Most patients are told to take the entire day's dose of Prednisone in the morning. But the half-life of prednisone in the bloodstream is only 4 hours. Dividing the daily dose in half and taking one-half in the morning and one-half in the late afternoon (not at bedtime to avoid disrupting sleep) may alleviate some withdrawal symptoms.
Weaning from a high dose of prednisone to a moderate dose can be accomplished fairly quickly and safely. If symptoms allow, it is suggested that every two weeks the total daily dose be reduced by half until 20mg per day is reached.
At 20mg per day, the body (adrenal cortex) must begin to produce it s own cortisol again and the weaning process needs to go slower to minimize withdrawal symptoms and to avoid dangerous repercussions related to a lack of natural cortisol. Begin your reductions now with the PM dose, keeping the morning dose the same. Ask your doctor for a variety of tablet sizes to facilitate the fractional dosing weaning process.
The following schedule should allow for the safe return of adrenal cortex functioning:
You are now taking 10mg in the morning and 10mg in the late afternoon.
Every 5-7 days, decrease the PM dose by 2.5mg.
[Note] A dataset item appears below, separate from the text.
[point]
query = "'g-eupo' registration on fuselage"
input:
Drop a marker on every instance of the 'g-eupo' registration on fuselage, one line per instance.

When the PM dose is zero, divide the morning dose in half again (you will be taking 5mg in the morning and 5mg in the late afternoon) and continue decreasing the PM dose by 2.5mg every 5-7 days until you have reached 5mg per day.
When you have reached this milestone of 5mg per day, you must proceed more slowly. At this point you need your own adrenal glands to be producing natural cortisol, as the prednisone tablets no longer are providing enough corticosteroid to keep your body functioning properly.
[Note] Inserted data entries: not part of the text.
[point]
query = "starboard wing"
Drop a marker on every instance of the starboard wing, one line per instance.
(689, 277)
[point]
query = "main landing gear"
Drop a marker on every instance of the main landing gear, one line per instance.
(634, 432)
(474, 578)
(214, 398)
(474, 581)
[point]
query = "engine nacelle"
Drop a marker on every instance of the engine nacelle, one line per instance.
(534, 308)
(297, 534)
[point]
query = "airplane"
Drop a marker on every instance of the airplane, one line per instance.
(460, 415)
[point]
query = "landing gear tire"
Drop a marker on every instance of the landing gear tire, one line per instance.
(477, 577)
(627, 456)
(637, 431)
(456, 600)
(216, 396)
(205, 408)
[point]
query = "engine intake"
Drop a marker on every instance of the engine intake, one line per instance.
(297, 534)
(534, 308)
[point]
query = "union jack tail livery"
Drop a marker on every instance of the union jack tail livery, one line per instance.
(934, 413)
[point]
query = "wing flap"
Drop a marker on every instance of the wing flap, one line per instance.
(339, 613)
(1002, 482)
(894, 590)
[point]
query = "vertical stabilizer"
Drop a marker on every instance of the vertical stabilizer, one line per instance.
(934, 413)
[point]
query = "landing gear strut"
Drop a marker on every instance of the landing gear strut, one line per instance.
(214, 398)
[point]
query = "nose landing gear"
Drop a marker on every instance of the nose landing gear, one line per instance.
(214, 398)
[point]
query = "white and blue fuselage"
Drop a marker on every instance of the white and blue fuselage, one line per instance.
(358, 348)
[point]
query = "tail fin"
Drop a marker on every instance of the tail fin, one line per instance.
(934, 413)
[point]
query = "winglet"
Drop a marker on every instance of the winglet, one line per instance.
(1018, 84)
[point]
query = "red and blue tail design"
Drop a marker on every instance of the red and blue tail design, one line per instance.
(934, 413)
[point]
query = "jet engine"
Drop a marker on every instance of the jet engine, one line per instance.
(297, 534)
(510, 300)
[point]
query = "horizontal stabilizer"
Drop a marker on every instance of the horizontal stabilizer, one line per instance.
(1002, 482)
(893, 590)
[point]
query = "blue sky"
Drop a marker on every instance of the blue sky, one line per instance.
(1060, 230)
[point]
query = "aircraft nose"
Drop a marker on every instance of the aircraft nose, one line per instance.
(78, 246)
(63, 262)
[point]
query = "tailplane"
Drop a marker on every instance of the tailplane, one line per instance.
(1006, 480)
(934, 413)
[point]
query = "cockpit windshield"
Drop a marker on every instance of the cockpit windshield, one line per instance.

At 5mg per day, it is usually advisable to reduce by only ½ mg at a time, remaining at each new dose level for periods up to a month if symptoms dictate.
Take 2.5mg in the morning and 2.5mg in the PM. Decrease the PM dose by ½ mg. every one to four weeks, depending on symptoms. When the PM dose is zero, split the morning dose in half again and continue decreasing the PM dose by ½ mg. as symptoms allow. Repeat the process until you aren't taking any prednisone.
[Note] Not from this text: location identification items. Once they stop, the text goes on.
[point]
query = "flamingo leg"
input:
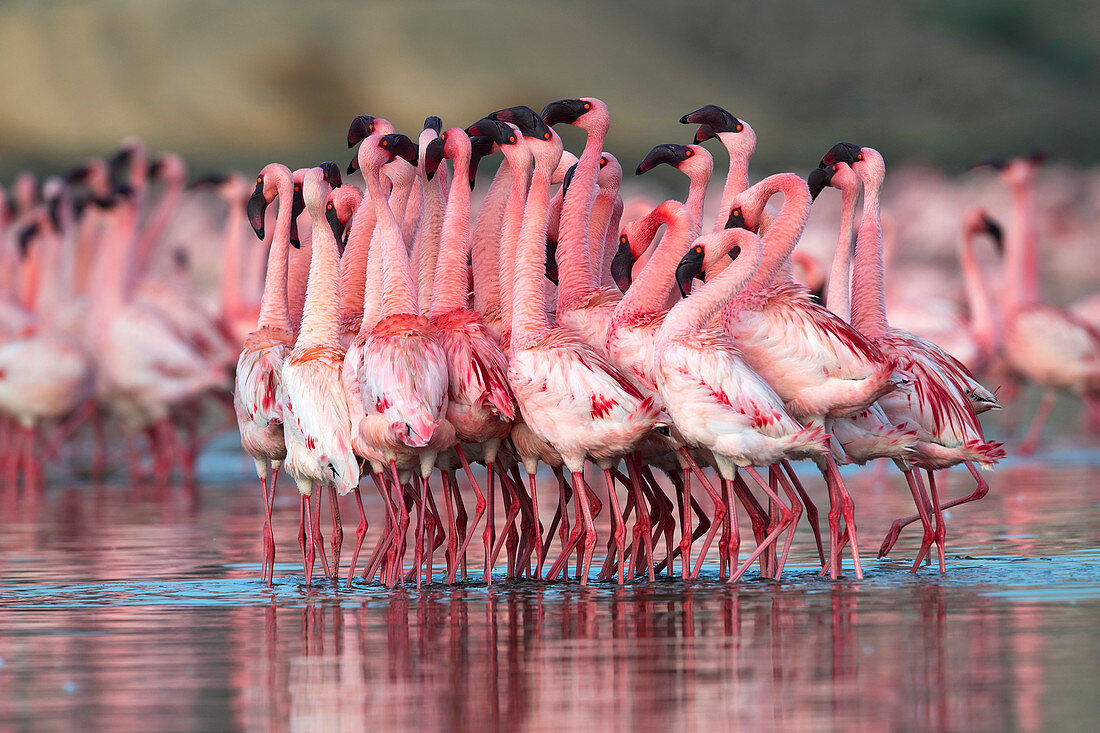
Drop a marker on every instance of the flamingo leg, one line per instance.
(811, 507)
(785, 514)
(719, 511)
(360, 535)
If prednisone is decreased too quickly below 15mg per day, the adrenal glands may not begin making their own hormones again fast enough to meet the body's needs, and symptoms of adrenal insufficiency can result. This is especially true if you have taken prednisone for a very long time. Doc can measure the cortisol in your blood to make sure your own body has started to manufacture cortisol again.
The symptoms of adrenal insufficiency which can occur during this last phase of the weaning process (below 15mg) are nausea and vomiting, anorexia, extreme fatigue, muscle pain, lethargy, dizziness, shortness of breath, weakness, joint pain and positional hypotension (low blood pressure). Some of these symptoms may be similar to your sarcoidosis symptoms. If you have these symptoms and are concerned that they might be due to adrenal insufficiency, you can ask your doctor to do tests.. In an emergency, your doctor can also stimulate the adrenal glands with an ACTH injection, if necessary.
Some patients who have weaned from prednisone report that they continue to experience the side effects of steroid therapy, such as anxiety, depression and irritability for weeks or months following treatment so give yourself time to adjust.
If you are at the point in the Marshall Protocol where you have begun to take minocycline, your Herxheimer reactions may add to your symptoms and be too much for you to tolerate. Then it may be necessary to complete the prednisone weaning process before you start minocycline.